Yogananda besloot de proef op de som te nemen. Hij pakte een witte, reukloze bloem uit een vaas. “En kunt u deze bloem met jasmijngeur doortrekken?”
“Het zij zo,” antwoordde de geurheilige. En ja hoor: de bloem vulde de kamer met jasmijngeur.
Bij thuiskomst merkte zijn zus Oema op: “Je hebt parfum gebruikt! Nou, je wordt modieus!”
Daarmee wist Yogananda dat hij zich dit niet had ingebeeld.
Later hoorde hij dat Gandha Baba zelfs uit het niets mandarijnen kon laten verschijnen op een galafeest. En dat ze nog lekker smaakten ook!
Inzicht in de wet der wonderen.
Het boek staat vol met dit soort verhalen. Een yogi die rustig tussen duizenden muskieten sliep en nooit werd gestoken. Wonderbaarlijke verhalen over genezingen van tbc, epilepsie en verlammingen. Voor de nuchtere lezer uit het Westen bijna te bizar voor woorden.
Twijfel je aan de waarheid ervan? ‘Sterke verhalen’ zeg je? Begrijpelijk. Ik wist in het begin ook niet wat ik hiermee moest. Maar het bijzondere is dat Yogananda zélf uitleg geeft.
Zijn hele leven hield hij zich bezig met de macht van de geest over het lichaam en materie. Hoe kan het dat mensen wonderen kunnen verrichten vraagt ook Yogananda zich af. Hij schrijft: “De moderne wetenschap heeft er tot dusver geen antwoord op, hoewel met de komst van het atoomonderzoek het perspectief van de mens plotseling is verruimd.”
Later in zijn leven vindt hij de antwoorden. Dankzij de kennis van de kwantumfysica verklaart hij hoe yogi’s materie kunnen laten verschijnen en verdwijnen: een mandarijn, een geur, zelfs hun eigen lichaam.

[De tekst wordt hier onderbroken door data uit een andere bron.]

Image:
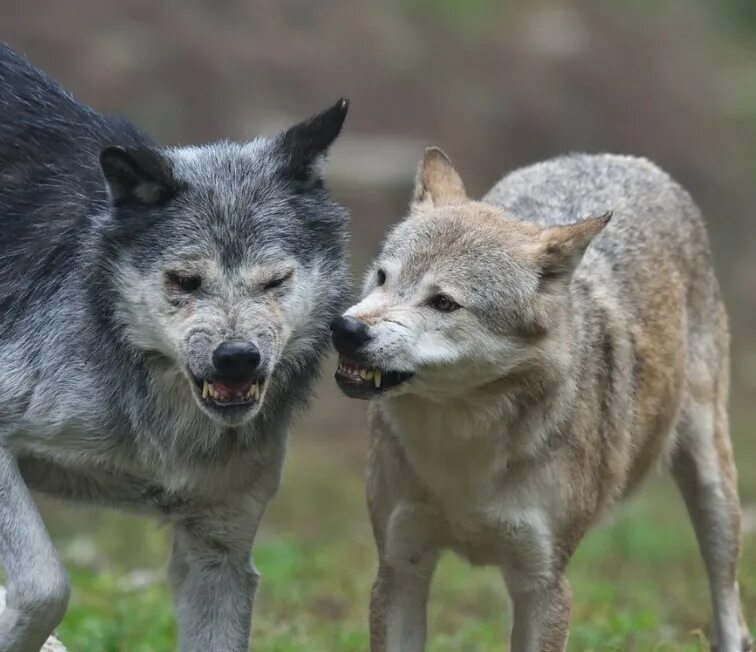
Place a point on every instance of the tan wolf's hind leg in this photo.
(705, 472)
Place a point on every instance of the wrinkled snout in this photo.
(349, 335)
(236, 361)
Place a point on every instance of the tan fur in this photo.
(582, 357)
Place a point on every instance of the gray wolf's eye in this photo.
(443, 303)
(278, 281)
(183, 282)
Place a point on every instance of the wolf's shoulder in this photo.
(575, 186)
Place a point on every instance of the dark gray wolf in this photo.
(162, 317)
(527, 367)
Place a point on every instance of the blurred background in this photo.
(497, 85)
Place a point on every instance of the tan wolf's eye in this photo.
(277, 282)
(443, 303)
(184, 282)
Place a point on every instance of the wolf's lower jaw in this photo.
(223, 394)
(357, 381)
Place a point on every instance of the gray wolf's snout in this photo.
(235, 360)
(349, 334)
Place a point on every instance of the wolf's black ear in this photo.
(306, 144)
(137, 175)
(561, 248)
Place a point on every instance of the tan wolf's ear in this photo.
(562, 247)
(437, 181)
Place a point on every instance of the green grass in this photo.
(637, 580)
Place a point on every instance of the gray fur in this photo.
(98, 351)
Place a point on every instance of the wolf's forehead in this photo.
(452, 251)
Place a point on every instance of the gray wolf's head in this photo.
(226, 262)
(460, 296)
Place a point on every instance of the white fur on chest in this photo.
(477, 507)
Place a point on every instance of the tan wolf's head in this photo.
(460, 296)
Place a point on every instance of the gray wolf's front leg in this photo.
(38, 586)
(214, 583)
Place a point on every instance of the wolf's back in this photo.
(50, 178)
(655, 224)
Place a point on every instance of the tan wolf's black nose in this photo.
(236, 360)
(349, 334)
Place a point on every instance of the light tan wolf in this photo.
(529, 360)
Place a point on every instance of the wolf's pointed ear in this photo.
(437, 181)
(306, 144)
(561, 248)
(137, 175)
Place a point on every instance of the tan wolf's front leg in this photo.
(398, 605)
(408, 558)
(541, 617)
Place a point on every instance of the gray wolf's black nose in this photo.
(236, 360)
(349, 334)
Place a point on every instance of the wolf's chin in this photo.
(358, 381)
(230, 403)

Hij brengt de eeuwenoude inzichten van yogi’s samen met de moderne kennis van Einstein en de relativiteitstheorie. Hoe uniek is dat: een verlichte yogi die de kwantumfysica uitlegt! Als je wilt weten wat zijn verklaring is, adviseer ik je het boek te lezen. Ik zou het hier teveel uit zijn context halen en eerlijk gezegd: het is geen makkelijke kost!
“Het woord ‘onmogelijk’ verliest dankzij de moderne wetenschap steeds meer aan betekenis” schrijft hij.
Een spannend jongensboek dat je ziel voedt.
Als ik maar één boek mocht meenemen naar een onbewoond eiland, dan koos ik Autobiografie van een yogi. Ik zou er een leven lang mee vooruit kunnen. Het zit vol magische avonturen en wonderen, maar ondertussen voedt het niet alleen je brein, ook je hart en je ziel.
Zoals Yogananda het zelf samenvatte: “Uiteindelijk ontdekte ik dat ik verliefd was op de Liefde zelf, op God. Sindsdien proef ik die Liefde in alle ware harten.”
Ben je nieuwsgierig naar die Liefde? Of heb je gewoon zin in een avontuurlijk boek dat je kijk op de werkelijkheid verruimt? Dan is dit hét boek. Het opent deuren waarvan je niet eens wist dat ze bestonden. En geloof me: eenmaal geopend, wil je ze niet meer dichtdoen. Dus: gun jezelf dit avontuur.
Loop even langs je plaatselijke boekhandel (altijd leuker dan online) en neem Autobiografie van een yogi mee naar huis. Wie weet welke werelden er voor je opengaan.